Finding commonalities could help with predictions about health care, anticipation of future problems and preventive measures for patients.
Collaboration can help even more
Dr. Sincan said Sanford Health is well-poised to contribute to greater understanding of these types of genetic associations with patient conditions. It has a sizable amount of genetic and clinical data, collected over time, from a stable patient population.
“We owe it to our patients,” he said, to study the data that’s available.
“We need to be able to look at that and understand the things we don’t currently understand about diseases, individual patients, trajectories in time, why somebody’s benefiting from a certain treatment and somebody else is not, even though they look the same — they have the same disease,” Dr. Sincan said.
The COVID-19 pandemic, he added, has pointed out the value but also the difficulties of collaborating with other organizations to understand patterns of disease.
“We could only truly understand who is doing better, who is doing worse, what medications and what treatments work, what treatments don’t, by combining the data from every single health care organization into a central database,” Dr. Sincan said.
Current incompatability of EMR data makes that a huge challenge. But standardization could remedy that and, Dr. Sincan hopes, also lead to faster nationwide collaborations for many diseases.
Goal: Less suffering, faster healing
Perhaps such collaborations could do for many other diseases something similar to the evolution of cancer treatments, Dr.

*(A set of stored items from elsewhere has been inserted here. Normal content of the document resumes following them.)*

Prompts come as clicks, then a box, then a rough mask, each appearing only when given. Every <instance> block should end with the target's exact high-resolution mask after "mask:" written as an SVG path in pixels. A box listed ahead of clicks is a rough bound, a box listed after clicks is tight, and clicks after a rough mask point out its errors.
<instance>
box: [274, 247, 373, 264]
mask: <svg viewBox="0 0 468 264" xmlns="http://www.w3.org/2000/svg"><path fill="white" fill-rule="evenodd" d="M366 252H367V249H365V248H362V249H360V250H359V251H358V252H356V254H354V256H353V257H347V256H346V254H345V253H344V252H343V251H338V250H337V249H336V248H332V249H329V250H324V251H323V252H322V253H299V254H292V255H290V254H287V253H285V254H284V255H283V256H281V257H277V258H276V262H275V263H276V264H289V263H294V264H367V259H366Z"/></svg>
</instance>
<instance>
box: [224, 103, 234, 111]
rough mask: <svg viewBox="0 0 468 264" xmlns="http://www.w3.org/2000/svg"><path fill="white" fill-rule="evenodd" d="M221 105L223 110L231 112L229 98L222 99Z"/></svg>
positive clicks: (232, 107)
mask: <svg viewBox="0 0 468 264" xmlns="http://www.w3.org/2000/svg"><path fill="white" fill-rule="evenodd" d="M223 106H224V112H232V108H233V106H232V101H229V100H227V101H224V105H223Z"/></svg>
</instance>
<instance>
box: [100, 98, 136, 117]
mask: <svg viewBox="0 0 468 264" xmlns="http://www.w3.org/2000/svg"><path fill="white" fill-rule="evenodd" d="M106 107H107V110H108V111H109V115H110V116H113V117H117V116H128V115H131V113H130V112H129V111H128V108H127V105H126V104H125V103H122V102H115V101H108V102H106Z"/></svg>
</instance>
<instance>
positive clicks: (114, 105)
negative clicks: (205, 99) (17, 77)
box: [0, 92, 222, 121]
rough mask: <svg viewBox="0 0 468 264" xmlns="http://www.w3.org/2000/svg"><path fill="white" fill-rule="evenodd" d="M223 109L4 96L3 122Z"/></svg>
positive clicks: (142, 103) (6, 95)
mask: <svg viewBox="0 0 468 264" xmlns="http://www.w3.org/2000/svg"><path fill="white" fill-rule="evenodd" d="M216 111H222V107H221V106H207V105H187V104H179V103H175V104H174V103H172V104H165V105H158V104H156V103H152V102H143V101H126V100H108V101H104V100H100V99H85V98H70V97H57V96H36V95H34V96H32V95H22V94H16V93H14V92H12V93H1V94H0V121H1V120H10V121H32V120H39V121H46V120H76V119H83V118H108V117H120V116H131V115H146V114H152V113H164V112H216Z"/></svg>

Sincan suggests. Rather than relying on one standard regimen of chemotherapy, a number of cancers now have targeted therapies that can result in better outcomes and fewer side effects for patients.

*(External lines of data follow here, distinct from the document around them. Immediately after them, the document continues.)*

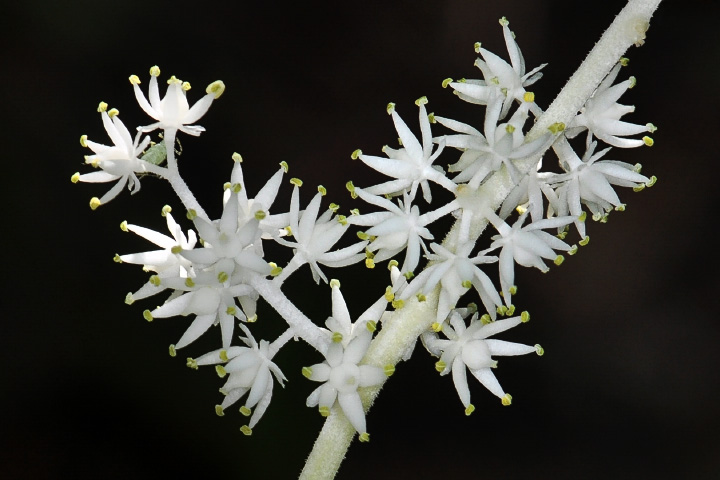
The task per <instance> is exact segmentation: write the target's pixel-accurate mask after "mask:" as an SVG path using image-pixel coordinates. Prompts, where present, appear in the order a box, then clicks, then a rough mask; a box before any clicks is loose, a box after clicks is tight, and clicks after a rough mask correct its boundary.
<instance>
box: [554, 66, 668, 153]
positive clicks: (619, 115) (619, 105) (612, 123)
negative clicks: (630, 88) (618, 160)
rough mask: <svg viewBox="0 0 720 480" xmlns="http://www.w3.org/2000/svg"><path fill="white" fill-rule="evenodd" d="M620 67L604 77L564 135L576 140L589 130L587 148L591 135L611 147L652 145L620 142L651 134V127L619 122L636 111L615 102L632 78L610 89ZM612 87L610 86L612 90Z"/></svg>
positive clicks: (633, 140) (634, 80) (633, 107)
mask: <svg viewBox="0 0 720 480" xmlns="http://www.w3.org/2000/svg"><path fill="white" fill-rule="evenodd" d="M620 67H621V64H620V63H618V64H617V65H615V68H613V69H612V70H611V71H610V73H609V74H608V76H607V77H605V79H604V80H603V81H602V83H600V85H599V86H598V88H597V90H596V91H595V93H593V95H592V97H590V98H589V99H588V100H587V102H585V106H584V107H583V108H582V109H581V110H580V113H579V114H578V115H577V116H576V117H575V118H574V119H573V120H572V121H571V122H570V124H569V125H568V129H567V131H566V133H565V135H566V136H567V137H568V138H573V137H575V136H576V135H577V134H578V133H580V132H582V131H583V130H585V129H587V130H588V141H587V143H588V145H589V144H590V142H591V141H592V137H593V135H594V136H596V137H597V138H599V139H600V140H602V141H603V142H605V143H608V144H610V145H612V146H614V147H621V148H632V147H639V146H641V145H648V146H649V145H652V143H653V141H652V139H651V138H650V137H643V139H642V140H640V139H633V138H621V137H626V136H628V135H636V134H638V133H643V132H654V131H655V126H654V125H652V124H647V125H637V124H634V123H628V122H623V121H621V120H620V117H622V116H623V115H625V114H628V113H632V112H634V111H635V107H633V106H627V105H620V104H619V103H617V101H618V99H619V98H620V97H621V96H622V94H623V93H625V92H626V91H627V89H628V88H632V87H633V86H634V85H635V78H634V77H630V78H629V79H627V80H625V81H624V82H620V83H618V84H617V85H612V82H614V81H615V78H616V77H617V75H618V72H619V71H620ZM611 85H612V86H611Z"/></svg>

“The ultimate goal is to be able to prevent disease from happening,” Dr. Sincan said. “And when the disease manifests itself, to be able to treat that individual patient with the best, most precise treatment available that is tailored to that patient, to that molecular pathology, whatever the underlying cause of that patient’s disease in such a precise way that … nothing else is adversely affected.”
To this end, he studies many patients so he can identify how to help individual patients.
“Each patient will have a better outcome, and there will be less suffering. There will be quicker healing. Sometimes it will be less costly. Sometimes it will be less painful.”